Don’t become more of an imposter than you are by acting like an established grownup. Being frugal for a few years while you’re building a foundation is important for pretty much anyone. Learn how to budget, how to save up, how to give, and in general how to manage money.

You may feel like you have neither the lifestyle nor the self-assured appearance of other twenty-somethings, but don’t let this bother you.  Prioritize for the long-term.

Be Yourself

I look like I’m fourteen years old, or maybe sixteen if I’m feeling charitable. I don’t wear much makeup, and I don’t have a particularly stylish wardrobe. I have clothes I’ve worn since I was twelve or thirteen years old.

Adulthood isn’t about looking a certain part or reaching a certain age. It’s more than earning a paycheck and paying the bills. As adults, we take primary responsibility for meeting our own needs and wants. Adulthood means accepting and fulfilling certain duties, like putting food on the table, taking care of your house, and making financially responsible decisions.

Being a grownup, I tell myself, is about fulfilling my duties. In doing so, I can be a real adult, even if I don’t feel like one.

It Never Ends

Unfortunately, once you have conquered the Imposter Syndrome for adults, you may realize that you’re an imposter at something else.

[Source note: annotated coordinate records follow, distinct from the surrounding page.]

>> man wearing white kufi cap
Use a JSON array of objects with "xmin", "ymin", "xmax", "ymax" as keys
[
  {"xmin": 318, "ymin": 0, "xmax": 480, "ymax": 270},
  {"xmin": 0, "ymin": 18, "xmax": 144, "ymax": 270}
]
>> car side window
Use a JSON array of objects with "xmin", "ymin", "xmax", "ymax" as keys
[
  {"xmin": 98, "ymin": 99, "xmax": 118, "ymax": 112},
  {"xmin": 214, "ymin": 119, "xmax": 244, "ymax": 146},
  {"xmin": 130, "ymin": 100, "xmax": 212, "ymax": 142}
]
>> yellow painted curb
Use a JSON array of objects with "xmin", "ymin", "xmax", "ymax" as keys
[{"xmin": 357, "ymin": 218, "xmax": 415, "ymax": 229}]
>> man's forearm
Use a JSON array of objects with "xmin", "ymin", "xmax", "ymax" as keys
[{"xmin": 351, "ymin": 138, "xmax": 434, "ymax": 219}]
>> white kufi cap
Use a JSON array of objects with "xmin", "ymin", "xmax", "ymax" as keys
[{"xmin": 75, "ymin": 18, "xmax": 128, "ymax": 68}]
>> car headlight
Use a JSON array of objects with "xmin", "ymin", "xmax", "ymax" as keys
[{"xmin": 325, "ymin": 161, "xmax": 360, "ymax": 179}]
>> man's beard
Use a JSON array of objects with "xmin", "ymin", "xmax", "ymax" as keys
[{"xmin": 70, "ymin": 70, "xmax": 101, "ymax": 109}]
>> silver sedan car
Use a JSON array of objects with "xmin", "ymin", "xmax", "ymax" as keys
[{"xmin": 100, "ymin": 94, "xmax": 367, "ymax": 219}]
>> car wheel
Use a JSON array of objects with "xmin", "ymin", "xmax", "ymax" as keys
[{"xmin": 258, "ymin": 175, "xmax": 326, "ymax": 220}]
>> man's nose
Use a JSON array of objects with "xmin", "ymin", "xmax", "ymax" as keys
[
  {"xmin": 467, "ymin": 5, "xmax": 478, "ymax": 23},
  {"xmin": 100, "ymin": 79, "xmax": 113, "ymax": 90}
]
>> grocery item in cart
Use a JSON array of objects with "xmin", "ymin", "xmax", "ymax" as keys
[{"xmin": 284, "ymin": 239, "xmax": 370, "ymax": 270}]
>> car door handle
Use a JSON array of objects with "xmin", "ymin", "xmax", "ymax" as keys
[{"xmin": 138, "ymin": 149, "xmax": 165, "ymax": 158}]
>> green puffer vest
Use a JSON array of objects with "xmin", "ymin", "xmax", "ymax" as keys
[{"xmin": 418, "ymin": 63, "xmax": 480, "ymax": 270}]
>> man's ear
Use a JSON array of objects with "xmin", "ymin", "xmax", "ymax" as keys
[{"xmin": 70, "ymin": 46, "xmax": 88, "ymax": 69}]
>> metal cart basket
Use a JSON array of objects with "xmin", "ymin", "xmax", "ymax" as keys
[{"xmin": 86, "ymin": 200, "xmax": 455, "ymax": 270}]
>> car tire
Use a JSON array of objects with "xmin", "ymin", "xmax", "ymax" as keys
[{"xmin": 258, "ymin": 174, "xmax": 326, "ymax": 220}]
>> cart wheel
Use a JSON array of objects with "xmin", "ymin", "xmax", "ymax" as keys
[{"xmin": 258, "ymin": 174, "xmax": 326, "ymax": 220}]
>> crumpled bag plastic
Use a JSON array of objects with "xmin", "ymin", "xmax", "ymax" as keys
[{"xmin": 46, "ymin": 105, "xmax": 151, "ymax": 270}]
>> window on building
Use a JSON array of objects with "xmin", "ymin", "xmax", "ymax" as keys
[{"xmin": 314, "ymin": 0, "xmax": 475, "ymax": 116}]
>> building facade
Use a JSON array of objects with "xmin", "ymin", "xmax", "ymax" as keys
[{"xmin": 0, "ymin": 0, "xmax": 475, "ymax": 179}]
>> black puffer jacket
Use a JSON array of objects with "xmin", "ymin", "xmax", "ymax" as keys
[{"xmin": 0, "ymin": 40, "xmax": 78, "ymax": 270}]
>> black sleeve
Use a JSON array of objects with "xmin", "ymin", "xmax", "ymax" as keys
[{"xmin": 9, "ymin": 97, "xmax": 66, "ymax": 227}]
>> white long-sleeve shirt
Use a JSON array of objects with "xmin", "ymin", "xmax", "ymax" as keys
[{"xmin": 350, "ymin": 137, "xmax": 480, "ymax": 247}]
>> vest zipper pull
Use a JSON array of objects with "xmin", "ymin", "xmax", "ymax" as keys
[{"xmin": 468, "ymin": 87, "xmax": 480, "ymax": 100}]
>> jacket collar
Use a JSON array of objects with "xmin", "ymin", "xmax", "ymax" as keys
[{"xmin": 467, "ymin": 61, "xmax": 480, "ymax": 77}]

One of my mentors once told me a parenting story that she found helpful when she became a mother:

A child starts complaining about the way his parent is handling a situation. The parent calmly looks at the child and says, “You know, this is the first time I’ve tried this.”

Maybe we’re all imposters, just making it up as we go along. We may as well embrace it.

Author: Rebekah Slonim

Rebekah Slonim (née Basinger) graduated from Hillsdale College with a B.A. in English literature. For school and for leisure, she enjoys reading the poetry of Gerard Manley Hopkins and Robert Frost, analyzing the novels of Jane Austen, and studying Aquinas and Reformed theology. She now works as a freelance editor. One of her favorite hobbies is listening to her beloved husband—who is pursuing a Ph.D. in mathematics—talk about subjects she does not understand, such as real analysis and topology.

One Reply to “Tips for Adulting from a Fellow Imposter”

  1. What a great explanation Rebekah! These are my thoughts exactly, just written out in words my mind doesn’t know how to explain. I can definitely relate to many of your examples: grad school, marriage, keeping a home and cooking of course. We have google; how hard could it be?
    Your section entitled: Embrace Responsibility; Resist Perfectionism reminds me of a podcast I listened to earlier this year on ‘work.’ Everything I do, my job, my academics, my play, my chores, my errands are all opportunities to glorify the God who made us. He has given me talents and responsibilities, and it is becomes a beautiful response when I choose to use those opportunities to praise Him! You said it perfectly, “actively and eagerly seek out the fulfillment of your duties.” If I might add, the fulfillment of my duties, in the end, becomes glorifying our Creator.
    I too have felt quite like an imposter; however, I have also found that when my motive for why I do something shifts, I become less concerned with being perfect, and more confident in who God created me to be.

    Thanks for your words and perspectives Rebekah. I look forward to hearing more!